There won’t be a father daughter dance at my wedding, he won’t see me get married, he didn’t see me graduate,and he won’t see me graduate from grad school. My future kids won’t have anyone on my side of the family to meet that actually mean something to me.
Also, have any of you ever seen The Last Song? It’s a Nicholas Sparks movie with Miley Cyrus. I know it’s probably pathetic to compare my life to this but I went to see that with one of my friends at the movies, and it’s basically a story of my life. My parents divorced, my dad lived far away and we only visited in the summer time (until I moved out in 9th grade and moved in with him because I was so miserable). My dad got cancer (and tried hiding it from me at first until I had to rush him to the hospital because it got so bad) and passed soon after. When I watched this movie, the similarities to my life were scary. I cried the whole movie and I remember when I told people that I saw this, they were shocked that I chose to see it (because they realized that there were MAJOR similarities to my life), but I didn’t know what the movie was exactly about until I saw it.

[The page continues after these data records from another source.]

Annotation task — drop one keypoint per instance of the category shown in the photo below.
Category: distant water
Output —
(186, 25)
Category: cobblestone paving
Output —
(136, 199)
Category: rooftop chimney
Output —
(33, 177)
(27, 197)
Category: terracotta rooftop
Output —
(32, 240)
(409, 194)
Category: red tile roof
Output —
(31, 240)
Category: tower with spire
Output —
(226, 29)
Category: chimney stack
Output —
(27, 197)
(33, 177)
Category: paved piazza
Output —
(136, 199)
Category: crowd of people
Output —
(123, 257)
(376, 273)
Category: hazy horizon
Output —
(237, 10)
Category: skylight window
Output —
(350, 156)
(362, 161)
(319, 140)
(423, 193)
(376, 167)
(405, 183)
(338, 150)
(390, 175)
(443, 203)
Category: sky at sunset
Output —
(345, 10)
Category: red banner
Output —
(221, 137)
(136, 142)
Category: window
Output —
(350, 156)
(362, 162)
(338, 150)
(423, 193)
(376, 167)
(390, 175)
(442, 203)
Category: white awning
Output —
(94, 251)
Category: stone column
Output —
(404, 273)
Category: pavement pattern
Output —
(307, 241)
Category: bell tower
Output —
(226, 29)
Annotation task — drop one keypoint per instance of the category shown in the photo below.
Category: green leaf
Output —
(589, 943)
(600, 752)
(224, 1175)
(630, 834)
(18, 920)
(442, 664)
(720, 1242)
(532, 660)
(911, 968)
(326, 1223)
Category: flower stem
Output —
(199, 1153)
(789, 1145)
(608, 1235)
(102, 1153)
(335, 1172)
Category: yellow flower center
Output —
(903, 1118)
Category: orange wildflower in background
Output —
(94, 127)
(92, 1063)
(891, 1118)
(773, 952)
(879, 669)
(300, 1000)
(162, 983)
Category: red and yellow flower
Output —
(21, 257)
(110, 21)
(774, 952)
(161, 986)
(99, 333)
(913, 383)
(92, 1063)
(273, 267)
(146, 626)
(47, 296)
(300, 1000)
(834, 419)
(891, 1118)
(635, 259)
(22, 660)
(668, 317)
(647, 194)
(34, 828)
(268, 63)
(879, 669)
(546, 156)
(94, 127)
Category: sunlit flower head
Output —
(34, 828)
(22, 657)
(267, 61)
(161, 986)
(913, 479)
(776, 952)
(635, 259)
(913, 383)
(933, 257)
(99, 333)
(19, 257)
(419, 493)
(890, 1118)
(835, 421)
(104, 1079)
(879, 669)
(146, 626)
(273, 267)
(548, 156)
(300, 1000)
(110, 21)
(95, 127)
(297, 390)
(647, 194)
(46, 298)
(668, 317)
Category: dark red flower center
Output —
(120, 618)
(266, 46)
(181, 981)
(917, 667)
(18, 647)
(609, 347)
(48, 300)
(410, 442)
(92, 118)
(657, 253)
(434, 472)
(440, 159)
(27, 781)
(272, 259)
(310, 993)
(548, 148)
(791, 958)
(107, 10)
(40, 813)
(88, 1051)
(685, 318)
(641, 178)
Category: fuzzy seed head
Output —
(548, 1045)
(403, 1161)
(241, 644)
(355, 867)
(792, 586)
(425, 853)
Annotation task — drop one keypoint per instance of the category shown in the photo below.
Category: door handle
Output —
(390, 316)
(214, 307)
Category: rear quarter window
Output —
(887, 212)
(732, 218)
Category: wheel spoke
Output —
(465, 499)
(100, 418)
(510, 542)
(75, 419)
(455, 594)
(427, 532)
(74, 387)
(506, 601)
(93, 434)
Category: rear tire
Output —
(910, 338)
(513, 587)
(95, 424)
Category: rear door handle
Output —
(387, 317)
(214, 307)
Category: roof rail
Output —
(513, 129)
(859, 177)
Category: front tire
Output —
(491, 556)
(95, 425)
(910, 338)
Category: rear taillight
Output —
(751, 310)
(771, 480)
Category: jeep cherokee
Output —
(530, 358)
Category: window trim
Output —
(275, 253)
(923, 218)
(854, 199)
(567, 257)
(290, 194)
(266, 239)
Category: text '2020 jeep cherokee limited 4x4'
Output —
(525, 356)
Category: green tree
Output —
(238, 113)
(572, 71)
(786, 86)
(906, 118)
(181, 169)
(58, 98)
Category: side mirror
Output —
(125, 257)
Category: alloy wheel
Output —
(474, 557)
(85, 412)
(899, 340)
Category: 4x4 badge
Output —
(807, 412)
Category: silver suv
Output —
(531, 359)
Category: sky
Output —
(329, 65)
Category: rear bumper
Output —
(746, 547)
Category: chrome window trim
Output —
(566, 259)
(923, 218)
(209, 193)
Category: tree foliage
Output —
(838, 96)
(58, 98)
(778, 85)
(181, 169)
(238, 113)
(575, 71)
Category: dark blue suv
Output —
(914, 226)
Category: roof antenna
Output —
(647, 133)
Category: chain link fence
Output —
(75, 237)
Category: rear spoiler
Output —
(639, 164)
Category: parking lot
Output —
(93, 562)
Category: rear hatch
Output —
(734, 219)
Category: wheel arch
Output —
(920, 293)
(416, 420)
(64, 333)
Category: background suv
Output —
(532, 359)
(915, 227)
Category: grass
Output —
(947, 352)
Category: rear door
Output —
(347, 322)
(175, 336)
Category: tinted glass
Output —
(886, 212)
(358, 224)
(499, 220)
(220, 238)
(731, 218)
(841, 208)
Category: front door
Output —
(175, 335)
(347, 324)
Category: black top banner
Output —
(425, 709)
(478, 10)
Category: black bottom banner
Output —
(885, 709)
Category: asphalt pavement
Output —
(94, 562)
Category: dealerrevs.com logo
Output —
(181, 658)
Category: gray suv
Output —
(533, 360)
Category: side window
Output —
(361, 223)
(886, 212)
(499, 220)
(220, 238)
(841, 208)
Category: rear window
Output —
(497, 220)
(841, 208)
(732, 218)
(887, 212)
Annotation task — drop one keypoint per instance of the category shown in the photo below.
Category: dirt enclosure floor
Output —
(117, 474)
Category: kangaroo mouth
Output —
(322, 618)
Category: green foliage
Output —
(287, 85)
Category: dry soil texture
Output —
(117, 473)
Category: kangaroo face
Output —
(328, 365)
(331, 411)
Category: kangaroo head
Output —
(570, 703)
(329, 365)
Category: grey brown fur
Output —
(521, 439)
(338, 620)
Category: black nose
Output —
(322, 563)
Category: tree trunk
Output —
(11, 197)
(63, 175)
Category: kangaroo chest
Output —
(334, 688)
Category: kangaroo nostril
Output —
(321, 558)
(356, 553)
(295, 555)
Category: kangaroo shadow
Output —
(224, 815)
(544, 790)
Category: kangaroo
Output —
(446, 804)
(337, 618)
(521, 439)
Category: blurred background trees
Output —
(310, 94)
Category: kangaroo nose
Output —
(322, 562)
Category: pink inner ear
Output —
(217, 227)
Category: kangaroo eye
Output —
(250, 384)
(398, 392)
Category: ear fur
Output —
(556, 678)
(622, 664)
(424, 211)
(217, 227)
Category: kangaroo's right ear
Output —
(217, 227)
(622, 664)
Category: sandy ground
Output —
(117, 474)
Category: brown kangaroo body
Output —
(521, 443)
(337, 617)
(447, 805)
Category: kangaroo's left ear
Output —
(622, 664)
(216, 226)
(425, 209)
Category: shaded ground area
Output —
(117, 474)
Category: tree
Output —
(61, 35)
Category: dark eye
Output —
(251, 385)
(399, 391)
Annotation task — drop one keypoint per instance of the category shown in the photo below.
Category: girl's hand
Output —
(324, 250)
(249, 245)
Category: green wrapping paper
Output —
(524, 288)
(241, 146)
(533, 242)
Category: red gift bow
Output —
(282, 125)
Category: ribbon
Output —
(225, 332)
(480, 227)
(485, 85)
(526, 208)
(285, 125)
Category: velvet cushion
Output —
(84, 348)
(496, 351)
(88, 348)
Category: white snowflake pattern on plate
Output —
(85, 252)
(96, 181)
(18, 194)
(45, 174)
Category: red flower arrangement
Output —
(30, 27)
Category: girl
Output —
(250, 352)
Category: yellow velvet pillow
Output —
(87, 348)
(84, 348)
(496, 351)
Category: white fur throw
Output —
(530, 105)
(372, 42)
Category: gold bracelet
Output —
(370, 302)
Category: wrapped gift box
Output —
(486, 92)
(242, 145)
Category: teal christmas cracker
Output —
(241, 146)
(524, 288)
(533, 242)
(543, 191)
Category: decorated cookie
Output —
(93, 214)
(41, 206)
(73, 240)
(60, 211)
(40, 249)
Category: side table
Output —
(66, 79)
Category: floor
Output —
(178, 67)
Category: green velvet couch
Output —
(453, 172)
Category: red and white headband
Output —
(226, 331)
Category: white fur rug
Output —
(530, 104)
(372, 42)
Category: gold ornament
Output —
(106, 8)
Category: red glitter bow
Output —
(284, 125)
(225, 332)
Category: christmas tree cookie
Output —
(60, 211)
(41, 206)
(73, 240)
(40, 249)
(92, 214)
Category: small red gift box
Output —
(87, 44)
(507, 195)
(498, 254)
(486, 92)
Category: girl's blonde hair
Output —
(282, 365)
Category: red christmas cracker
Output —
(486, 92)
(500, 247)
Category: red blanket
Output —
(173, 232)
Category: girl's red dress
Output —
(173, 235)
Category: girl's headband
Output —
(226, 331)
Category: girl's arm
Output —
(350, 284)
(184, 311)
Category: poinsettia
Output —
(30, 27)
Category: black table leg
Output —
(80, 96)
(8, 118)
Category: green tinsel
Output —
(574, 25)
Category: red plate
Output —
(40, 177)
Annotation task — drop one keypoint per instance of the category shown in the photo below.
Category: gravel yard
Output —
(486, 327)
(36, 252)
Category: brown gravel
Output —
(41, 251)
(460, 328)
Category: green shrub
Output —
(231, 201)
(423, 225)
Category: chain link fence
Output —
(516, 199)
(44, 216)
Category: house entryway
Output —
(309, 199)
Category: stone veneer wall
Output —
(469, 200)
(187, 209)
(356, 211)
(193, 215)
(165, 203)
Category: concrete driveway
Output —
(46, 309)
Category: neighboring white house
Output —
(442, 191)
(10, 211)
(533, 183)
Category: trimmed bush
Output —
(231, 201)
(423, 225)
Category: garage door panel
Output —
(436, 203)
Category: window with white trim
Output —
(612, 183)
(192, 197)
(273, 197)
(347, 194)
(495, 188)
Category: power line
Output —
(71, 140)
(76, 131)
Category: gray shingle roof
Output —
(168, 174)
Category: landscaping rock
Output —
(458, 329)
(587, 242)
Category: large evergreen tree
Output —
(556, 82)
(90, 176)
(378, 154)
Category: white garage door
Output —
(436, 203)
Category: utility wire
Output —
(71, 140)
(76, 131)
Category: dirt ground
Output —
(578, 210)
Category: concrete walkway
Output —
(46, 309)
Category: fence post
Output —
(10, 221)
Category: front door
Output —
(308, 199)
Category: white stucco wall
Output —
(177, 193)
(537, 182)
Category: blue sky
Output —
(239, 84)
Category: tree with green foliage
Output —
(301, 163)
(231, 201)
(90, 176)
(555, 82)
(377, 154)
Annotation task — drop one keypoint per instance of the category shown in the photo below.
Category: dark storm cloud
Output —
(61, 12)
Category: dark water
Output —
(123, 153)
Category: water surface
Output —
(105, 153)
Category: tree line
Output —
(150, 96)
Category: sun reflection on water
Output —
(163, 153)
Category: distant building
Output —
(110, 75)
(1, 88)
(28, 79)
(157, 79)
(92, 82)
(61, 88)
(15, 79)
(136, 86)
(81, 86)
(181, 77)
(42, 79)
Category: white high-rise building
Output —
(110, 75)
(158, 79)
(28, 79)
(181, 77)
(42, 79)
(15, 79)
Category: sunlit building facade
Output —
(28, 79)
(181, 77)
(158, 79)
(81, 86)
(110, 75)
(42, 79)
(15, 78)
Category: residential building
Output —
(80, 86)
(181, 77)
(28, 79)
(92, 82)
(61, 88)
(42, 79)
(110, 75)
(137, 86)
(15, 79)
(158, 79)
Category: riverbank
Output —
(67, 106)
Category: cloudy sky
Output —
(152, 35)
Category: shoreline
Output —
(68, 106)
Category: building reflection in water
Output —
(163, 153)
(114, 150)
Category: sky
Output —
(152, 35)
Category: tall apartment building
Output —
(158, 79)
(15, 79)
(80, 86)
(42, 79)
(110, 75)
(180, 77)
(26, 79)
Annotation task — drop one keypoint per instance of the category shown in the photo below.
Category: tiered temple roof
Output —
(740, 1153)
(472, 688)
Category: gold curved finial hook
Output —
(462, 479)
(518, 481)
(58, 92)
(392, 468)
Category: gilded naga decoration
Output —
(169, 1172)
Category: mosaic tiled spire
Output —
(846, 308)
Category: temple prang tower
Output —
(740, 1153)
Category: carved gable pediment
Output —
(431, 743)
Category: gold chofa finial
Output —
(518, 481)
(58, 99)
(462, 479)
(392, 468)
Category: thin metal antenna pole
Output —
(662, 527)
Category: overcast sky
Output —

My way of coping through this whole thing has basically been to stay busy.
I’m sure some of you have added everything together and realize this now. Probably not the healthiest way to deal with my problem, but I feel like only time will help me heal. I have an extremely long list of everything that I regret that relates to my dad, but maybe that will be for another day if I’m ever ready to share that.
One thing I am happy for is how much W’s family means to me. When my dad passed, surprisingly the first person I went to cry to was his mom. And she was very helpful. She lost her dad just a short couple of months beforehand, so she knew everything that I was going through. W’s dad treats me like a daughter which is great too. So at least I have that! Without his family, I honestly don’t know where I would be.
Money. My dad was very careful with his money but he was not obsessive.
Save what you can.
Be frugal but not cheap.
Don’t let money destroy your family.
Life. You should live in the moment.
Care about your family. I enjoyed that he wanted to shield me from things so that I wouldn’t constantly worry. I think that’s how parents should be.
- Traveling. Travel, travel, travel. If it wasn’t for him and the fact that he worked at the airlines, it would make traveling much more difficult. But it is nice to know that I will have free airline tickets for pretty much forever. Hopefully I will be able to travel everywhere that he went.
- Don’t live with regret. This is something that I am definitely still working on. My dad was very strict but carefree at the same time. He never tried to let things bring him down. However, I do live with regret and there are so many things that I wish I would have done differently in the days leading up to when he passed. I’m trying to get over it, but it’s still hard.
What lessons did you learn from your parents?
Also, leave a comment or e-mail, I would love to talk to people who know exactly what I’ve been through or can relate. Sorry for the extremely long post by the way.
Also, I should say that I am doing good. I don’t want anyone worried about me or anything. I am a happy person and I do love life. I have great friends, a great bf, and the family that I do have I cherish. And I do cherish the moments that I did have with my dad.